The show starts as Sherri Rosen-Mason (Jessica Hecht) is berating Roberta’s (Ann McDonough) work on Hillcrest’s admissions catalog. Among the 52 photos, only three feature students of color, and even though one is the correct demographics, it is not enough color for Sherri. She states, “If nonwhite prospective students open up that catalog and they don’t see anyone who looks like them, that will be the end of their journey”. Sherri is condescending to her colleague, whom she feels is not liberal enough for this prestigious and expensive college-prep school in New Hampshire. The fact is, Roberta doesn’t “see color” and it is not pictures keeping back the students, but funding.
Back at Sherri’s home, she discusses her day with Ginnie (Sally Murphy) whose husband is a teacher at Hillcrest, while Sherri’s husband, Bill (Andrew Garman) is headmaster. It is implied that Ginnie’s husband isn’t further along because he is African American.
Charlie (Ben Edelman), Sherri’s 17-year-old son, dreams of going to Yale, but this has been derailed. His best friend Perry has been accepted and Charlie is furious because everything he has set his hopes, dreams, and hard work on is going to people of color or another gender, but not because they are the most deserving. Charlie is a better candidate, but Perry fits the demographics. Charlie was also in-line to be the editor of the school’s newspaper until a parent wrote that the editor had never been a woman, so, again Charlie lost out to someone not as qualified, but who made the quota’s look better. Charlie states, ” I would really like to meet the person who decides who counts as a person of color and who doesn’t”… “I’ll just stand in the corner taking it all in until I can’t fucking take it anymore.” What he is saying may be PC incorrect, but it is the truth, so the audience applauds. Then Charlie’s father berates him, calling him an “overprivileged brat” and a “racist spoiled little shit”. I seriously expected this play to end with this child committing suicide.

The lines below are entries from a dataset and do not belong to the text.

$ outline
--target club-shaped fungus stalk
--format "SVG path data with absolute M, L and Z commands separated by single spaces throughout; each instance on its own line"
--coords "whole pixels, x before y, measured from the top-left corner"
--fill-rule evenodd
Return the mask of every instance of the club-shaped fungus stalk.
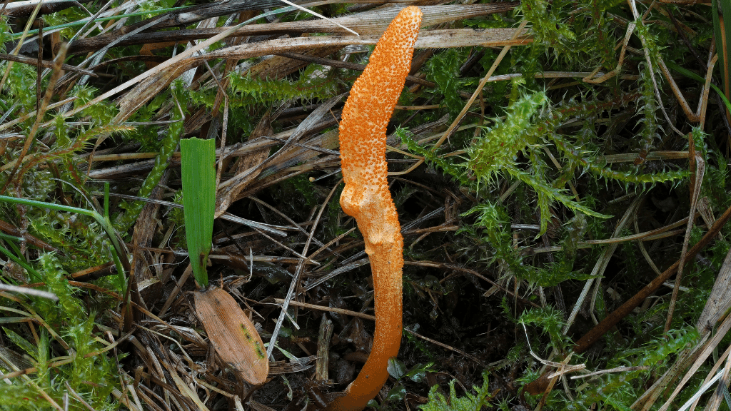
M 398 354 L 404 239 L 386 179 L 386 127 L 409 74 L 421 18 L 421 10 L 412 6 L 393 19 L 343 109 L 340 158 L 345 188 L 340 205 L 355 218 L 371 260 L 376 331 L 366 365 L 344 395 L 327 405 L 328 411 L 365 408 L 388 378 L 388 359 Z

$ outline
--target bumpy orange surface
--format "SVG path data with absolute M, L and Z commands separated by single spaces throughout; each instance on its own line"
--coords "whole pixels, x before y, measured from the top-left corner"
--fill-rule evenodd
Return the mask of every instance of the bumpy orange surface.
M 376 331 L 363 370 L 328 410 L 365 408 L 388 378 L 388 358 L 398 354 L 404 239 L 386 180 L 386 127 L 409 74 L 421 18 L 421 10 L 412 6 L 393 19 L 343 109 L 340 158 L 345 188 L 340 205 L 355 218 L 371 259 Z

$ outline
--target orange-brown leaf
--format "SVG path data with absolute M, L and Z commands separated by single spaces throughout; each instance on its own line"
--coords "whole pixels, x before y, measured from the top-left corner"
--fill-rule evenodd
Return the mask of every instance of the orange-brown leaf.
M 236 300 L 215 287 L 196 291 L 195 312 L 221 359 L 247 382 L 264 382 L 269 374 L 266 350 Z

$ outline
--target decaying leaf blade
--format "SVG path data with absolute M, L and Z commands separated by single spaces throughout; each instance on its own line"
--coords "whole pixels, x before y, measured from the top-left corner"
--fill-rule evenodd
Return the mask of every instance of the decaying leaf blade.
M 221 359 L 247 382 L 264 382 L 269 374 L 264 343 L 236 300 L 215 287 L 194 295 L 195 312 Z

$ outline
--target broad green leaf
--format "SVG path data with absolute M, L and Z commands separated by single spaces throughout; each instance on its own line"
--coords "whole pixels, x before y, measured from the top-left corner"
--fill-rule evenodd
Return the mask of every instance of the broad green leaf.
M 195 281 L 205 288 L 208 285 L 205 265 L 211 252 L 216 208 L 216 141 L 183 140 L 181 141 L 181 152 L 188 254 Z

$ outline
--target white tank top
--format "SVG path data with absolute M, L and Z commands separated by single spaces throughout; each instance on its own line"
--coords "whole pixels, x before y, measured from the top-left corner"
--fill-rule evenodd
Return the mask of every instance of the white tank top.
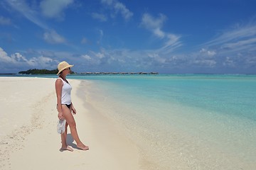
M 60 77 L 58 78 L 58 79 L 61 79 L 63 82 L 63 86 L 61 91 L 61 104 L 71 104 L 71 85 Z

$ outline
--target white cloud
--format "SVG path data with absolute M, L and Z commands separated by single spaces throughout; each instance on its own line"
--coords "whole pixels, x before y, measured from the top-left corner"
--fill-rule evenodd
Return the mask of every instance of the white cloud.
M 89 55 L 83 55 L 81 56 L 82 58 L 85 59 L 86 60 L 92 60 L 92 57 L 90 57 Z
M 86 38 L 82 38 L 82 39 L 81 40 L 81 43 L 86 44 L 87 42 L 87 40 L 86 39 Z
M 95 19 L 97 19 L 100 21 L 102 22 L 105 22 L 107 21 L 107 18 L 106 16 L 101 14 L 101 13 L 92 13 L 92 17 Z
M 12 8 L 21 13 L 27 19 L 43 29 L 48 29 L 47 26 L 38 18 L 38 13 L 29 7 L 25 1 L 6 1 Z
M 216 52 L 215 51 L 207 50 L 205 48 L 202 48 L 199 52 L 201 55 L 203 55 L 206 57 L 211 57 L 216 55 Z
M 0 25 L 11 25 L 11 22 L 9 18 L 4 18 L 4 16 L 0 16 Z
M 73 1 L 73 0 L 43 0 L 40 3 L 40 7 L 43 16 L 63 19 L 63 11 Z
M 181 38 L 179 35 L 166 33 L 161 30 L 166 20 L 166 17 L 161 13 L 159 15 L 158 18 L 155 18 L 149 13 L 144 13 L 140 23 L 142 27 L 149 30 L 157 38 L 164 41 L 163 47 L 157 50 L 158 52 L 163 54 L 170 53 L 182 45 L 179 40 Z
M 0 47 L 0 65 L 1 67 L 11 66 L 13 67 L 36 67 L 38 68 L 48 68 L 52 67 L 52 65 L 56 65 L 58 62 L 50 57 L 39 56 L 34 57 L 30 59 L 19 52 L 9 56 L 8 54 Z M 2 65 L 1 65 L 2 64 Z
M 65 38 L 62 37 L 55 30 L 50 30 L 43 34 L 43 39 L 51 44 L 65 43 L 66 42 Z
M 129 20 L 132 17 L 133 13 L 131 12 L 124 4 L 119 2 L 116 0 L 102 0 L 101 2 L 104 4 L 108 5 L 111 8 L 114 9 L 115 16 L 117 13 L 121 13 L 122 17 L 126 20 Z
M 163 26 L 164 22 L 166 21 L 166 17 L 160 13 L 159 18 L 154 18 L 149 13 L 144 13 L 142 16 L 141 26 L 153 32 L 159 38 L 164 37 L 164 33 L 161 30 Z
M 14 59 L 9 57 L 7 53 L 1 47 L 0 47 L 0 61 L 1 62 L 9 63 L 14 63 L 16 62 Z

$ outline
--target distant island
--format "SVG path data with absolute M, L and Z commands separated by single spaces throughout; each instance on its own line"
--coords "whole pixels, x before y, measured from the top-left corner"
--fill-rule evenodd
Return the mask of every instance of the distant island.
M 82 74 L 159 74 L 158 72 L 82 72 Z
M 27 71 L 19 72 L 21 74 L 56 74 L 58 72 L 58 69 L 28 69 Z M 78 74 L 72 72 L 71 74 Z M 158 72 L 82 72 L 81 74 L 159 74 Z
M 56 74 L 58 72 L 58 69 L 48 70 L 48 69 L 28 69 L 27 71 L 19 72 L 18 74 Z M 74 74 L 74 72 L 71 72 L 71 74 Z

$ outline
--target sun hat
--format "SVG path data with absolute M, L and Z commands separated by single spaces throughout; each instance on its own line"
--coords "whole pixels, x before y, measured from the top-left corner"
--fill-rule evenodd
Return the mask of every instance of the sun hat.
M 62 71 L 63 71 L 65 69 L 68 69 L 69 67 L 72 67 L 74 65 L 70 65 L 70 64 L 68 64 L 67 62 L 60 62 L 60 64 L 58 64 L 58 72 L 57 73 L 57 75 L 59 74 Z

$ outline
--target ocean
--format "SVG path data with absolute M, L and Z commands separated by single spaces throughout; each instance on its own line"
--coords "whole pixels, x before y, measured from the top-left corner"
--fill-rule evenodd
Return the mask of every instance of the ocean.
M 255 75 L 71 77 L 92 81 L 85 96 L 138 146 L 146 169 L 256 169 Z
M 138 146 L 145 169 L 256 169 L 256 75 L 68 79 L 90 81 L 80 87 L 85 102 L 97 99 L 94 107 Z

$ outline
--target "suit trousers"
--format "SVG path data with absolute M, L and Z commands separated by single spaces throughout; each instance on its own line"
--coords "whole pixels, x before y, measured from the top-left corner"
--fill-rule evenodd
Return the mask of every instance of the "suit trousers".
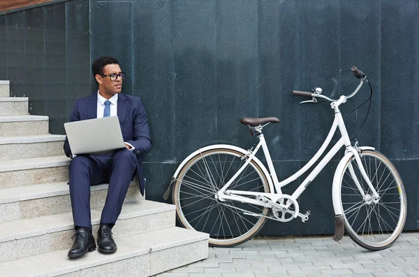
M 75 226 L 91 230 L 90 185 L 109 183 L 101 223 L 115 224 L 135 173 L 137 158 L 126 148 L 75 157 L 69 166 L 70 198 Z

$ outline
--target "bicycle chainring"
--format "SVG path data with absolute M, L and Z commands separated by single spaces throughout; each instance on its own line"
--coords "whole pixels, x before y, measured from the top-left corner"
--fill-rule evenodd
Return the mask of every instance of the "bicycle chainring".
M 278 199 L 276 203 L 282 207 L 272 207 L 273 216 L 275 217 L 278 221 L 287 222 L 295 218 L 295 213 L 298 213 L 298 211 L 296 211 L 296 205 L 294 200 L 284 197 Z

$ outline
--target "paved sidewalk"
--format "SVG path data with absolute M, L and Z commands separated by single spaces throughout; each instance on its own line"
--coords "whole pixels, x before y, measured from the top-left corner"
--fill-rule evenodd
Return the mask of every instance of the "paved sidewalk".
M 404 233 L 390 248 L 372 252 L 347 236 L 255 239 L 209 249 L 202 262 L 159 277 L 419 276 L 419 232 Z

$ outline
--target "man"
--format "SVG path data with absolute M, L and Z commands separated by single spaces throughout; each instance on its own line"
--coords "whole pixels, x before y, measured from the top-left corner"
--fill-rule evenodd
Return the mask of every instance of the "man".
M 140 99 L 121 93 L 126 74 L 122 72 L 118 61 L 112 57 L 101 57 L 93 62 L 91 72 L 99 89 L 75 101 L 70 121 L 118 115 L 126 148 L 108 154 L 73 157 L 66 139 L 64 152 L 73 159 L 69 166 L 69 185 L 75 229 L 69 257 L 81 257 L 96 249 L 91 234 L 90 185 L 102 183 L 109 183 L 109 187 L 98 230 L 98 249 L 103 253 L 116 252 L 111 229 L 121 213 L 135 172 L 139 189 L 144 194 L 145 180 L 141 156 L 152 145 L 147 115 Z

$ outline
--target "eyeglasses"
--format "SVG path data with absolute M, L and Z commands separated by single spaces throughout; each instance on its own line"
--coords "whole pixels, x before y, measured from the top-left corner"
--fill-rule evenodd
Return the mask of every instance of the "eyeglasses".
M 113 73 L 113 74 L 110 74 L 110 75 L 105 75 L 105 74 L 99 74 L 99 75 L 102 77 L 109 77 L 109 78 L 110 78 L 110 80 L 117 80 L 117 78 L 118 77 L 120 77 L 121 79 L 125 79 L 125 76 L 126 76 L 126 74 L 124 72 L 121 72 L 119 74 Z

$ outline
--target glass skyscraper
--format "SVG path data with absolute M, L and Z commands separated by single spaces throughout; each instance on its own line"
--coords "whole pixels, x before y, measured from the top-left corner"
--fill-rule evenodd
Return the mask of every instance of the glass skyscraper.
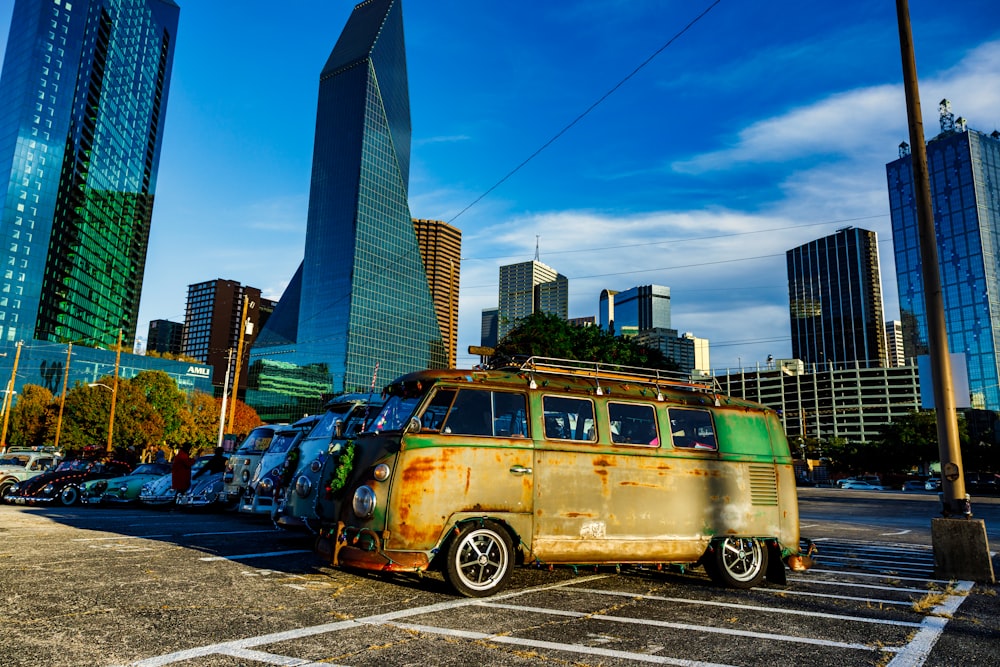
M 0 344 L 135 337 L 180 8 L 17 0 L 0 76 Z
M 534 312 L 569 316 L 569 280 L 537 259 L 500 267 L 497 337 L 503 340 L 517 321 Z
M 973 407 L 1000 410 L 1000 132 L 969 130 L 943 100 L 927 142 L 948 349 L 964 353 Z M 909 147 L 886 165 L 906 356 L 927 354 L 927 313 Z
M 875 232 L 847 227 L 785 253 L 792 356 L 842 368 L 886 365 Z
M 639 285 L 616 292 L 602 290 L 599 319 L 602 329 L 612 326 L 616 334 L 670 328 L 670 288 Z
M 358 4 L 320 74 L 305 257 L 250 353 L 265 419 L 445 365 L 407 201 L 410 102 L 400 0 Z

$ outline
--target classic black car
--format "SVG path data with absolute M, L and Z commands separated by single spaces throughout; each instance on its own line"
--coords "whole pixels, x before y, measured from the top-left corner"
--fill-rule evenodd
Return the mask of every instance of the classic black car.
M 4 499 L 16 505 L 75 505 L 80 502 L 80 485 L 84 482 L 118 477 L 130 469 L 120 461 L 63 461 L 54 470 L 12 487 Z

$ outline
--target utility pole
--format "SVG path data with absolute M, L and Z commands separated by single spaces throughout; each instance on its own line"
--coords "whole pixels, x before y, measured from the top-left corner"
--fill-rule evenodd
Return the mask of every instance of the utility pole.
M 17 362 L 21 358 L 21 341 L 17 341 L 17 351 L 14 353 L 14 368 L 10 372 L 10 382 L 7 393 L 3 397 L 3 433 L 0 434 L 0 450 L 7 449 L 7 421 L 10 419 L 10 408 L 14 395 L 14 380 L 17 379 Z
M 920 112 L 920 92 L 917 86 L 917 64 L 914 57 L 908 0 L 896 0 L 896 17 L 899 22 L 903 85 L 906 90 L 906 116 L 910 129 L 913 198 L 917 207 L 931 383 L 934 390 L 934 409 L 937 413 L 938 453 L 941 456 L 941 500 L 944 518 L 931 520 L 934 569 L 939 576 L 992 583 L 993 564 L 986 540 L 986 525 L 982 520 L 972 520 L 972 508 L 965 494 L 962 450 L 959 447 L 958 419 L 955 413 L 955 390 L 951 381 L 951 358 L 948 354 L 948 333 L 945 327 L 944 293 L 941 289 L 934 208 L 931 201 L 930 175 L 927 170 L 927 145 L 924 142 L 923 118 Z
M 229 421 L 226 423 L 226 431 L 233 432 L 233 416 L 236 414 L 236 399 L 240 394 L 240 369 L 243 367 L 243 335 L 251 328 L 250 320 L 247 319 L 247 309 L 253 308 L 256 304 L 247 298 L 243 293 L 243 314 L 240 316 L 240 338 L 236 344 L 236 371 L 233 373 L 233 403 L 229 406 Z
M 118 402 L 118 368 L 122 362 L 122 330 L 118 330 L 118 346 L 115 348 L 115 383 L 111 388 L 111 416 L 108 417 L 108 454 L 111 453 L 111 436 L 115 431 L 115 404 Z
M 59 398 L 59 420 L 56 421 L 56 442 L 55 448 L 59 450 L 59 435 L 62 433 L 62 412 L 66 407 L 66 386 L 69 384 L 69 358 L 73 354 L 73 343 L 66 346 L 66 368 L 63 369 L 63 393 Z
M 226 399 L 229 394 L 229 373 L 233 369 L 233 348 L 226 352 L 226 379 L 222 383 L 222 409 L 219 411 L 219 441 L 217 447 L 222 446 L 222 436 L 226 431 Z

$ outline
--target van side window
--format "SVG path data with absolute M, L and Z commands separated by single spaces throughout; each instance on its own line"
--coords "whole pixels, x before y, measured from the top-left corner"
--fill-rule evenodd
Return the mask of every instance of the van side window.
M 439 398 L 442 403 L 445 401 L 444 394 L 453 395 L 454 400 L 445 416 L 443 433 L 508 438 L 528 435 L 527 401 L 524 394 L 483 389 L 442 391 L 431 401 L 425 415 Z
M 712 425 L 712 413 L 708 410 L 670 408 L 667 414 L 670 417 L 670 436 L 674 447 L 706 450 L 719 448 L 715 439 L 715 427 Z
M 582 440 L 594 442 L 594 403 L 586 398 L 543 396 L 545 437 L 549 440 Z
M 454 400 L 455 392 L 453 390 L 438 391 L 434 394 L 431 402 L 424 409 L 424 413 L 420 415 L 420 427 L 431 431 L 440 431 L 441 425 L 444 424 L 444 417 L 448 414 L 451 402 Z
M 656 408 L 637 403 L 608 403 L 611 422 L 611 442 L 624 445 L 652 445 L 658 447 L 660 437 L 656 432 Z

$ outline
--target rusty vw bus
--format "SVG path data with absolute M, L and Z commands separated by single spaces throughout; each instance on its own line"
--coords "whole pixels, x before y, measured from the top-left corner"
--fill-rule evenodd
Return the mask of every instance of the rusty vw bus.
M 321 484 L 334 565 L 440 568 L 472 597 L 524 562 L 700 564 L 738 588 L 809 565 L 777 415 L 662 371 L 411 373 Z

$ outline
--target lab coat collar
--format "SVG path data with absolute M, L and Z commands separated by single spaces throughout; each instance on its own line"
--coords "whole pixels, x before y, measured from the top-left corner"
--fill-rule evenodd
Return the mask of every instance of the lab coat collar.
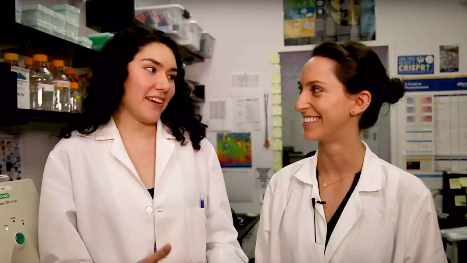
M 169 128 L 162 123 L 159 120 L 157 123 L 157 135 L 161 135 L 162 137 L 168 139 L 175 139 L 175 137 L 169 132 Z M 114 139 L 120 136 L 118 129 L 115 124 L 113 117 L 111 117 L 108 123 L 101 126 L 96 131 L 95 139 L 97 140 L 106 140 Z
M 157 123 L 157 129 L 156 139 L 156 180 L 160 179 L 175 147 L 175 137 L 160 120 Z M 96 132 L 95 139 L 97 140 L 113 140 L 110 148 L 110 153 L 115 157 L 140 181 L 136 168 L 130 159 L 123 145 L 117 125 L 113 118 L 105 125 Z
M 365 146 L 365 156 L 360 179 L 357 188 L 359 192 L 373 192 L 382 188 L 382 171 L 380 159 L 370 149 L 368 145 L 362 141 Z M 317 184 L 316 166 L 318 163 L 318 152 L 310 157 L 308 161 L 297 171 L 295 176 L 300 181 L 311 185 Z

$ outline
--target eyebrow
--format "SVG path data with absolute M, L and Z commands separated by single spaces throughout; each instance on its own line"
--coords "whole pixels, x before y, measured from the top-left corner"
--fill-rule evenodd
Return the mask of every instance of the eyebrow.
M 152 63 L 152 64 L 154 64 L 154 65 L 155 65 L 156 66 L 161 66 L 161 67 L 163 67 L 163 66 L 164 66 L 164 65 L 162 65 L 162 63 L 161 63 L 161 62 L 159 62 L 159 61 L 158 61 L 155 60 L 155 59 L 153 59 L 152 58 L 143 58 L 142 59 L 141 59 L 141 61 L 149 61 L 149 62 Z M 178 71 L 178 70 L 177 70 L 177 68 L 173 67 L 173 68 L 171 68 L 170 69 L 170 70 L 169 70 L 169 71 L 175 71 L 175 72 L 177 72 Z
M 300 80 L 297 81 L 297 83 L 298 84 L 298 86 L 304 86 L 302 85 L 302 82 L 300 82 Z M 327 85 L 325 82 L 323 82 L 323 81 L 320 81 L 319 80 L 311 80 L 311 81 L 308 81 L 306 83 L 305 83 L 304 86 L 311 86 L 315 83 L 321 83 L 324 85 Z

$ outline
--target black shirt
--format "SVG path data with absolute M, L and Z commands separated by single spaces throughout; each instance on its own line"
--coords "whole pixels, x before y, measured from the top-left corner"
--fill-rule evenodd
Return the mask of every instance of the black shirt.
M 346 207 L 346 205 L 347 204 L 347 202 L 350 198 L 350 196 L 352 195 L 352 193 L 354 192 L 354 190 L 355 190 L 355 188 L 357 186 L 357 183 L 358 183 L 358 180 L 360 179 L 360 174 L 361 173 L 361 171 L 355 175 L 355 177 L 354 178 L 354 182 L 352 183 L 350 189 L 347 192 L 347 194 L 344 197 L 344 200 L 342 200 L 342 203 L 339 205 L 339 207 L 337 208 L 336 212 L 334 213 L 333 217 L 331 218 L 329 222 L 327 223 L 327 231 L 326 232 L 326 243 L 325 243 L 324 246 L 325 250 L 326 250 L 326 247 L 327 246 L 327 243 L 329 241 L 329 239 L 331 238 L 331 235 L 333 234 L 333 231 L 334 231 L 334 228 L 336 227 L 337 221 L 339 220 L 339 218 L 340 217 L 340 215 L 342 213 L 342 211 L 344 211 L 344 208 Z M 319 185 L 319 178 L 318 177 L 318 170 L 317 169 L 316 179 L 318 181 L 318 185 Z
M 151 197 L 152 199 L 154 199 L 154 188 L 153 187 L 150 189 L 148 189 L 148 191 L 149 192 L 149 194 L 151 195 Z

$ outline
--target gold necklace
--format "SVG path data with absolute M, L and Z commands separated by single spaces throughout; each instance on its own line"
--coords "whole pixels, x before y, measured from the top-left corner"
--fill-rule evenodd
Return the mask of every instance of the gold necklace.
M 359 172 L 361 172 L 362 168 L 363 168 L 363 167 L 361 167 L 360 168 L 360 169 L 358 170 L 358 171 L 357 172 L 357 173 L 358 173 Z M 340 180 L 336 181 L 336 182 L 334 182 L 334 183 L 326 183 L 325 182 L 324 182 L 324 183 L 323 183 L 323 188 L 325 188 L 326 187 L 328 186 L 328 185 L 331 185 L 331 184 L 334 184 L 334 183 L 339 183 L 340 182 L 342 182 L 342 181 L 344 181 L 344 180 L 347 179 L 347 178 L 348 177 L 349 177 L 350 175 L 356 174 L 357 173 L 355 173 L 355 174 L 351 174 L 351 175 L 347 175 L 347 176 L 343 178 L 342 179 L 340 179 Z

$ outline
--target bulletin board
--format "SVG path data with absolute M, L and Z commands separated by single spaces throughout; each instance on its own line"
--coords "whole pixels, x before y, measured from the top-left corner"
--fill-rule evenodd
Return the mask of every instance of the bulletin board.
M 467 173 L 467 75 L 403 81 L 406 93 L 397 110 L 399 166 L 416 175 Z

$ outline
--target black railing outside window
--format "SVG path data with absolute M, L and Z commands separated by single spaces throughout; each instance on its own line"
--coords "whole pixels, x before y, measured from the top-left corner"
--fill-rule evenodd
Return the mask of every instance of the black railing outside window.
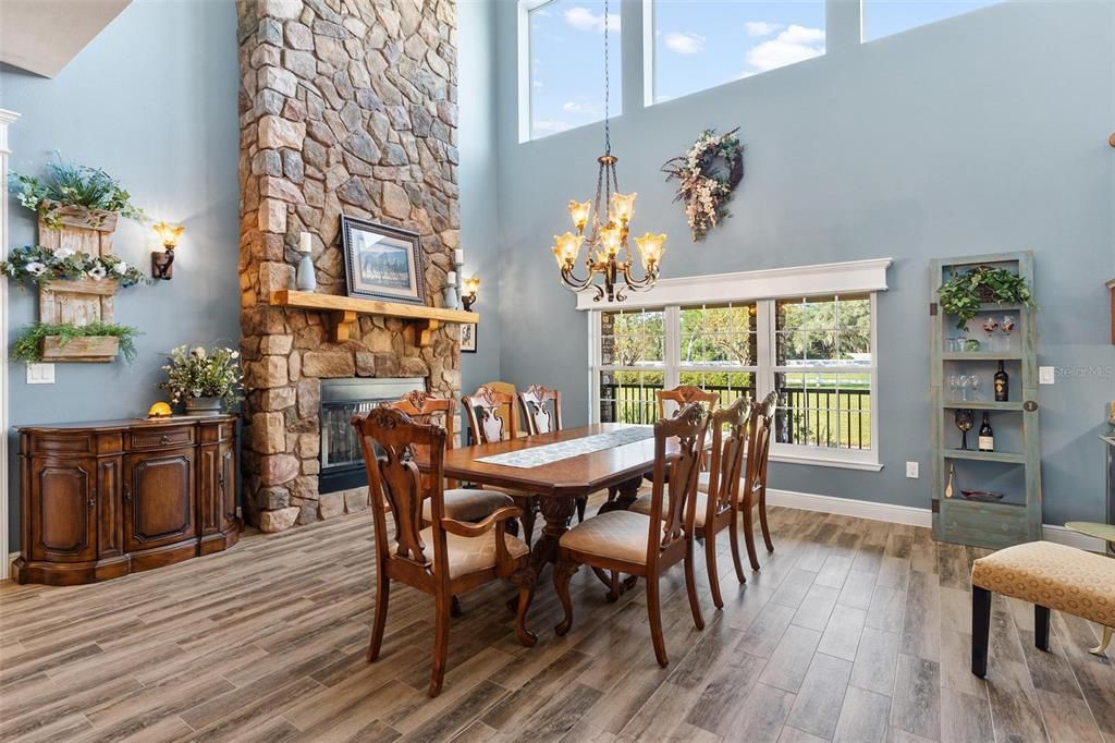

What happens next is rather brilliant. Sherri has managed to turn the school’s demographics to 18 percent but that is “still an embarrassingly low number, but it’s 300 percent better” than when she started. The problem here is lack of money to pay the tuitions and these numbers have come up due to scholarships. Charlie decides to do a 180-degree turn and puts his parents’ teachings into practice. He writes in the school paper and then tells his mom he is going to a public school and then to community college. He states that the money they pay for his tuition should be used to bring those numbers up. He’s “trying … to be the change I wanted to see in the world”… “If there are going to be new voices at the table, someone has to stand up and offer someone else his seat”.
Now you would think Charlie’s super-liberal parents would be thrilled over their son’s sacrifice, but no. They’ll fight for diversity when it doesn’t concern their lives, but when it hits home, all bets are off. In their eyes, Charlie is jeopardizing his educational future and life and they are not having any of that.
The actors are all at the top of their game, hitting the ball out of the park.
Daniel Aukin’s direction throws Harmon’s words into our faces, showcasing the hypocrisy of where we are at. Admissions brings privilege and affirmative action into play but gives no resolve, maybe because there is none. As Hamilton puts it, we all want to be in the room where it happens, so let’s all get together and make it a bigger room.
Admissions: Mitzi E. Newhouse Theater at Lincoln Center, until April 29th.